Rotary table (drilling rig)
|This article does not cite any references or sources. (April 2012)|
A rotary table is a mechanical device on a drilling rig that provides clockwise (as viewed from above) rotational force to the drill string to facilitate the process of drilling a borehole. Rotary speed is the number of times the rotary table makes one full revolution in one minute (rpm).
Most rotary tables are chain driven. These chains resemble very large bicycle chains. The chains require constant oiling to prevent burning and seizing. Virtually all rotary tables are equipped with a rotary lock'. Engaging the lock can either prevent the rotary from turning in one particular direction, or from turning at all. This is commonly used by crews in lieu of using a second pair of tongs to makeup or break out pipe. The rotary bushings are located at the center of the rotary table.

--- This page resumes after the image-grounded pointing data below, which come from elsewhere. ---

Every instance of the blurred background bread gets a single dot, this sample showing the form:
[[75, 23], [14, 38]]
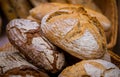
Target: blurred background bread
[[91, 68]]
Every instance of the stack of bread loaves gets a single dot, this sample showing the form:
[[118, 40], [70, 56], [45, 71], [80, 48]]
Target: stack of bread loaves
[[54, 28]]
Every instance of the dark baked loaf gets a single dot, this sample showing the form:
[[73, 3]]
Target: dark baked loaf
[[12, 64], [76, 32], [26, 36]]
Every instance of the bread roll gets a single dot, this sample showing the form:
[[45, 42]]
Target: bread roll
[[0, 24], [37, 2], [25, 35], [76, 32], [12, 64], [41, 10], [91, 68]]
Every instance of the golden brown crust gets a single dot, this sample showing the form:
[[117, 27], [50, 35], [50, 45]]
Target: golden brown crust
[[21, 7], [40, 11], [59, 1], [76, 32], [25, 35], [37, 2], [0, 24], [13, 64], [8, 9], [86, 3]]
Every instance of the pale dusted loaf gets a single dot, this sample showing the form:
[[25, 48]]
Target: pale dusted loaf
[[91, 68], [73, 30], [44, 8], [25, 35]]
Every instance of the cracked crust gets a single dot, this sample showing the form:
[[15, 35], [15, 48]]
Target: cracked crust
[[40, 11], [26, 36], [12, 64], [91, 68], [76, 32]]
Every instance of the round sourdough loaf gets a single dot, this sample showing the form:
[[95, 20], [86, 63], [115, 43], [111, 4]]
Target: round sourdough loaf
[[91, 68], [40, 11], [76, 32], [25, 35]]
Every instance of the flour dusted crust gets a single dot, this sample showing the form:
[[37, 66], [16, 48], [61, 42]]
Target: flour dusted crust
[[76, 32], [91, 68], [12, 64], [40, 11], [26, 36]]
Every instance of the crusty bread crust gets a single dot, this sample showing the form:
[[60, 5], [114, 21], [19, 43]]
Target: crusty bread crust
[[76, 32], [91, 68]]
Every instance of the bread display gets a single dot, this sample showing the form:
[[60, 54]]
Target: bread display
[[0, 24], [59, 1], [76, 32], [21, 7], [37, 2], [91, 68], [58, 38], [40, 11], [15, 8], [8, 10], [25, 35], [12, 64], [86, 3]]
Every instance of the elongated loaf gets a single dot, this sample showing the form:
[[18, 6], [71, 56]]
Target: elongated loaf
[[25, 35], [91, 68], [76, 32], [12, 64]]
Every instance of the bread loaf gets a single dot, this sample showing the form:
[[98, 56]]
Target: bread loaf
[[25, 35], [21, 7], [41, 10], [0, 25], [76, 32], [12, 64], [8, 10], [91, 68], [37, 2], [86, 3]]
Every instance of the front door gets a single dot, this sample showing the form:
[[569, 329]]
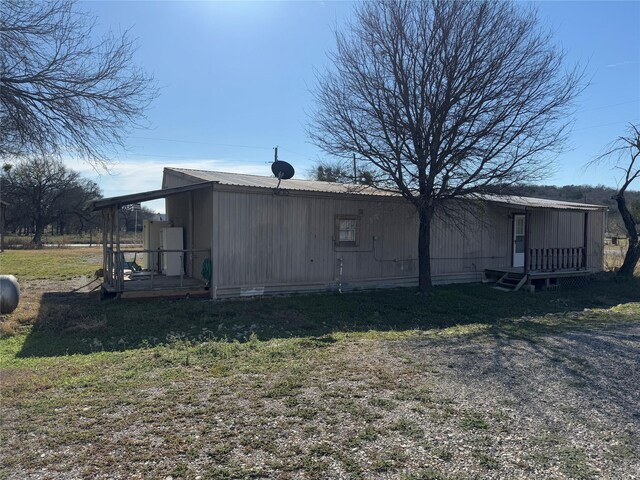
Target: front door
[[518, 240]]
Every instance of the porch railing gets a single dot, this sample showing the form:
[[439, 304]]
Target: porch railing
[[550, 259], [114, 271]]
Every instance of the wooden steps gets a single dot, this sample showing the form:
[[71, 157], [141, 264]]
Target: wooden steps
[[511, 282]]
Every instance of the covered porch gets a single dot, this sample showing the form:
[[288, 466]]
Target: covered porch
[[553, 244], [142, 272]]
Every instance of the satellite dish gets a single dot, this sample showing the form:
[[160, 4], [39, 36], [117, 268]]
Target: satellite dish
[[282, 170]]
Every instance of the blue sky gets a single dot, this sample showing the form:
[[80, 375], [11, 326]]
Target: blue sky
[[235, 79]]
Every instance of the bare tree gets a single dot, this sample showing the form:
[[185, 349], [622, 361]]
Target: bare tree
[[444, 100], [44, 191], [60, 91], [624, 155], [341, 172]]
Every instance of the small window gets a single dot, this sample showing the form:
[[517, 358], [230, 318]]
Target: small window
[[346, 231]]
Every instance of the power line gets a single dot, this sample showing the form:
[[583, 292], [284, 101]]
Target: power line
[[202, 143], [602, 125], [179, 157], [608, 106]]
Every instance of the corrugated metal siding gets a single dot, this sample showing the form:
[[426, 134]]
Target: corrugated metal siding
[[285, 242], [264, 239]]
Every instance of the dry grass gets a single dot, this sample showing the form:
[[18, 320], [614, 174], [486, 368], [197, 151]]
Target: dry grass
[[614, 256]]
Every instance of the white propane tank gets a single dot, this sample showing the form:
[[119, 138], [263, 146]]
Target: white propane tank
[[9, 293]]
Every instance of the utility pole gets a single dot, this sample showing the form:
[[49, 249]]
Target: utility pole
[[355, 171]]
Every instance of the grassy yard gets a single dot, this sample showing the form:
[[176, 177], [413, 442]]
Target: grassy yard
[[466, 383]]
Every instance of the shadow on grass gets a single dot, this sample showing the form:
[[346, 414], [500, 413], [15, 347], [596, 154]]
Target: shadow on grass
[[78, 323]]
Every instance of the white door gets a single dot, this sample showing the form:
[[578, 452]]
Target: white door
[[518, 240]]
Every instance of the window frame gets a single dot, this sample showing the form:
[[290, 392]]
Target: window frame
[[346, 243]]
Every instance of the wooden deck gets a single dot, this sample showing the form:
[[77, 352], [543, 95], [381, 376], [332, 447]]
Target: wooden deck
[[145, 286], [513, 278]]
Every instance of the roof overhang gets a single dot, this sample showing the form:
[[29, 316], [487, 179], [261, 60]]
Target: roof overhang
[[531, 203], [117, 202]]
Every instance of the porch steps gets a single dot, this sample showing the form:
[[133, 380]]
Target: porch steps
[[511, 282]]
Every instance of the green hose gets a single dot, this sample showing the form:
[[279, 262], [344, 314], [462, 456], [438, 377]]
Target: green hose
[[206, 270]]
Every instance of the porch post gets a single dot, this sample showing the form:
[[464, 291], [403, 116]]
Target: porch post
[[191, 236], [526, 241], [104, 244], [585, 240], [213, 285]]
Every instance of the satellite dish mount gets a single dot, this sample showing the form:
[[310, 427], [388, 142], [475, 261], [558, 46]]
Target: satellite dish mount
[[282, 170]]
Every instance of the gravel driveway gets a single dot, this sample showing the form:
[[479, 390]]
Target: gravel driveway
[[560, 406]]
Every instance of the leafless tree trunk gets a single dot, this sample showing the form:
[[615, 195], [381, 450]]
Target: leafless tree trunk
[[624, 153], [444, 100], [62, 92]]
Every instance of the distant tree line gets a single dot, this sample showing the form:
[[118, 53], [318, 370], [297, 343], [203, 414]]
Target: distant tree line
[[46, 197]]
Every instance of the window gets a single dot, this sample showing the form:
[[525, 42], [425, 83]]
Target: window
[[346, 234]]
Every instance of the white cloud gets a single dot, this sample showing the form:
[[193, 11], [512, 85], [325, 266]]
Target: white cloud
[[131, 176]]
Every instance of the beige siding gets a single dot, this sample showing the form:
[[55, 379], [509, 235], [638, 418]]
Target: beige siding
[[282, 243], [197, 226]]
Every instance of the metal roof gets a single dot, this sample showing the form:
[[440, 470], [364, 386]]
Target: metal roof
[[144, 196], [531, 202], [258, 181]]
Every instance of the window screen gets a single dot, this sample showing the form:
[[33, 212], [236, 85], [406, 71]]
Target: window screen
[[346, 234]]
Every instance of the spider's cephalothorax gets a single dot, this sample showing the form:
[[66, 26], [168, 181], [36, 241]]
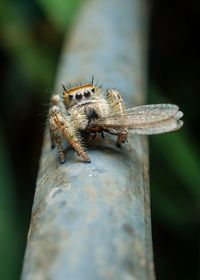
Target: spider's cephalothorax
[[81, 105], [86, 109]]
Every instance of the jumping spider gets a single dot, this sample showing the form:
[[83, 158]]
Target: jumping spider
[[87, 109]]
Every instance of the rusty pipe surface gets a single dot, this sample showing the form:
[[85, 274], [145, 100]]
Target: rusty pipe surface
[[92, 221]]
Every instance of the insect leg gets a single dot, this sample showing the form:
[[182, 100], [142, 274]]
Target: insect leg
[[117, 106]]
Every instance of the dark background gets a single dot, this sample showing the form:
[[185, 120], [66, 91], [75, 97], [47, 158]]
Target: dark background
[[31, 35]]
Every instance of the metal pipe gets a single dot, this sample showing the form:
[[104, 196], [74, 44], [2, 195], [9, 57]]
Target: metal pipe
[[92, 221]]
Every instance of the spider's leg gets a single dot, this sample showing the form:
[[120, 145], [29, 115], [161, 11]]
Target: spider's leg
[[60, 123], [117, 106]]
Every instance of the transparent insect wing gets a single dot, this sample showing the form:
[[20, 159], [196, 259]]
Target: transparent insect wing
[[147, 119]]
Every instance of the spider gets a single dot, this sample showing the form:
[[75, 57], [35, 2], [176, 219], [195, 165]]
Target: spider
[[87, 109]]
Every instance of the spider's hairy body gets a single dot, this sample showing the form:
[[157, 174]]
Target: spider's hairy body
[[87, 109]]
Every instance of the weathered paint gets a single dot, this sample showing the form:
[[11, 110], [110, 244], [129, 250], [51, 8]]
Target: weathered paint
[[92, 221]]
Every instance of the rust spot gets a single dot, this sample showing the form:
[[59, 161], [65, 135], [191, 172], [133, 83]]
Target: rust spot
[[90, 190], [128, 229]]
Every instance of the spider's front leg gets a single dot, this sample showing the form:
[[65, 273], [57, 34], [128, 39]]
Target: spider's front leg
[[117, 106], [60, 123]]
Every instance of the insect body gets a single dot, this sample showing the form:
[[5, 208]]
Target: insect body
[[86, 109]]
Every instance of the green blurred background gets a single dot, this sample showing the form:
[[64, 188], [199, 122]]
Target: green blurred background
[[31, 36]]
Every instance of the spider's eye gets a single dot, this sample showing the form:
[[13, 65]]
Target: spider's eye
[[87, 93], [79, 96]]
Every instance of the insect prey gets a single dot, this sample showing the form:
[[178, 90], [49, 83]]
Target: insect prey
[[87, 109]]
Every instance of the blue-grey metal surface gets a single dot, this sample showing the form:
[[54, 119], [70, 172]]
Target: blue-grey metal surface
[[92, 221]]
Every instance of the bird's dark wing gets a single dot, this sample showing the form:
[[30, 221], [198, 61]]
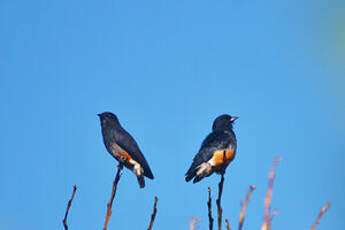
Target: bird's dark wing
[[127, 143], [214, 141]]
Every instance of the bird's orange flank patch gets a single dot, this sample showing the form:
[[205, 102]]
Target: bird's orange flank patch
[[218, 157]]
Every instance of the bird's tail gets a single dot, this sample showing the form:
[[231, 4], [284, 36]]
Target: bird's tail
[[141, 181]]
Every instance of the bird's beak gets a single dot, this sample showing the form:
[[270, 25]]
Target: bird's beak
[[234, 118]]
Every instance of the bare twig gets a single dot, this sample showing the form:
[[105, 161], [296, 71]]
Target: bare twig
[[110, 203], [323, 210], [154, 213], [220, 192], [227, 224], [209, 205], [64, 221], [244, 207], [268, 198], [192, 223]]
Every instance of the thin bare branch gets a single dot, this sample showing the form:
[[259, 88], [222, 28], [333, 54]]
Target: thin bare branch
[[220, 192], [113, 192], [192, 223], [154, 213], [323, 210], [209, 205], [227, 224], [268, 198], [64, 221], [244, 207]]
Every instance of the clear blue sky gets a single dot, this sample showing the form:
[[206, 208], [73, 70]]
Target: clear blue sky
[[167, 69]]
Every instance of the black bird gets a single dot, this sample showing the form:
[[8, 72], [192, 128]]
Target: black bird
[[219, 143], [121, 145]]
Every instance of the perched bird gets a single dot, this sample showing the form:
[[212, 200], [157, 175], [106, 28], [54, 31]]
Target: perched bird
[[121, 145], [216, 151]]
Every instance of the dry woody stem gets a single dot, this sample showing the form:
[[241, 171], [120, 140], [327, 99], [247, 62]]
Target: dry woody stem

These can generally be removed in two separate pieces to facilitate large items, i.e. drill bits, to pass through the rotary table. The large gap in the center of the rotary bushings is referred to as the "bowl" due to its appearance. The bowl is where the slips are set to hold up the drill string during connections and pipe trips as well as the point the drill string passes through the floor into the wellbore. The rotary bushings connect to the kelly bushings to actually induce the spin required for drilling.
Most recently manufactured rigs no longer feature rotary drives. These newer rigs have opted for top drive technology. In top drive, the drill string is turned by mechanisms located in the top drive that is attached to the blocks. There is no need for the swivel because the top drive does all the necessary actions. The top drive does not eliminate the kelly bar and the kelly bushings.